One year after a deadly earthquake, work on long-term rebuilding is in full swing. We met the Ecuadorian team that’s making it happen
Luciano Dorigo was with three friends in a petrol station in Portoviejo. Suddenly, the ground started wobbling and the buildings shook tremendously. “We got out of the car and crawled to shelter nearby,” he remembers. The earthquake lasted for one seemingly endless minute. When the rumbling was over, Luciano dusted himself off. Somehow, he and his friends were alive.
Not everyone was so fortunate. On 16th April 2016, the 7.8-magnitude earthquake killed more than 670 people and destroyed the lives of thousands in Ecuador. Portoviejo, the capital of Manabi Province, was hit particularly hard. “I feel a great responsibility towards my region,” says Dorigo who was born and raised in Manabi and is a civil engineer at Ecuador Estrategico, the company appointed by the Ministry of Finance to implement the reconstruction and recovery.

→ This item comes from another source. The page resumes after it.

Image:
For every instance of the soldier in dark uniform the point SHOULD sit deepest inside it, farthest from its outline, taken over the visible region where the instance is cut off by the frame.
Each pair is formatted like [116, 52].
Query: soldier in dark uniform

Reviving the local economy and people’s livelihoods after disaster requires know-how and money. The European Investment Bank (EIB) provides both to this project. “Understanding the challenges of recovery after disaster is crucial, but finding the right tools to tackle them is equally vital,” says Fernando Camano, the Bank’s engineer who dealt with this operation.
An experienced EIB team was on the ground just a few days after the earthquake.
Restore and improve
The economic center and downtown of Portoviejo, a city of 300,000 people, was badly damaged in the earthquake. “We want to bring order out of disorder in the urban scene. It is an opportunity for Portoviejo to reinvent itself and become more resilient,” says Patricia Cobos, an economist at Ecuador’s Ministry of Finance who’s working on the rebuilding scheme.
The reconstruction programme in the province of Manabi will be fully financed by an EIB multi-sector framework loan and cover two phases:
- restoring the affected infrastructure, schools, hospitals and roads, and repairing water and power supply facilities
- enhancing the urban space, including installation of underground cables, recycling waste, and creating social and inclusive neighborhoods.
The two-phase reconstruction is backed by the Bank’s USD 175 million loan signed in November 2016. The project will also benefit from a EUR 7 million grant from the European Commission’s Latin America Investment Facility.
“Improving the public spaces also means providing quality public services, and refurbishing them, to promote the return of business and tourism,” explains Dorigo. “It’s the return of life.”
Pedestrians will be a priority in the new Portoviejo centre and as such they will have plenty of space – doubled from the 1.2 hectares to 2.4 hectares – in which to walk and cycle. This will result in half the space for cars, so the urban space will be cleaner and greener. The number of trees in the centre will be six times as much as at present. Green space per inhabitant will rise to around 16 square metres.
“We estimate that nearly 6 000 people will directly benefit from this project and a further 228 000 will benefit indirectly,” says Cobos. “It’s rather impressive.”
An innovative training
Camano has worked on several post-disaster reconstructions across the world. The Bank has a long track record in managing disaster risk and post-conflict related operations, backing 78 projects in the past 15 years.
Disaster prevention and post-disaster recovery operations inside the European Union focus primarily on flood and storm, with some earthquake, oil-spill and forest fire. Outside the EU, earthquake prevention and response account for over half of the Bank’s post-disaster lending followed by flood and storm response and forest fire prevention.
Coordination to identify needs and to rebuild will be vital in the long-term reconstruction process. Camano knows this well. He is behind the innovative idea of providing training to the project’s leaders. It is the first time that the EIB has pulled together the know-how from 15 Bank’s experts for such an intensive training. But building on the successful experience this will probably be replicated for other projects inside and outside Europe.
“We wanted to pass hands-on knowledge on key aspects and we wanted to do it in the most effective way,” he says. “Having the full implementation team here maximises the benefit.”
“The European Investment Bank gave us the chance to come to Luxembourg and be trained at the EIB headquarters by the Bank’s experts on how to best unroll the project together,” says Cobos. “We got so much knowledge in just one week. And it is also great to give faces to names. It makes us feel so connected and taken care of.”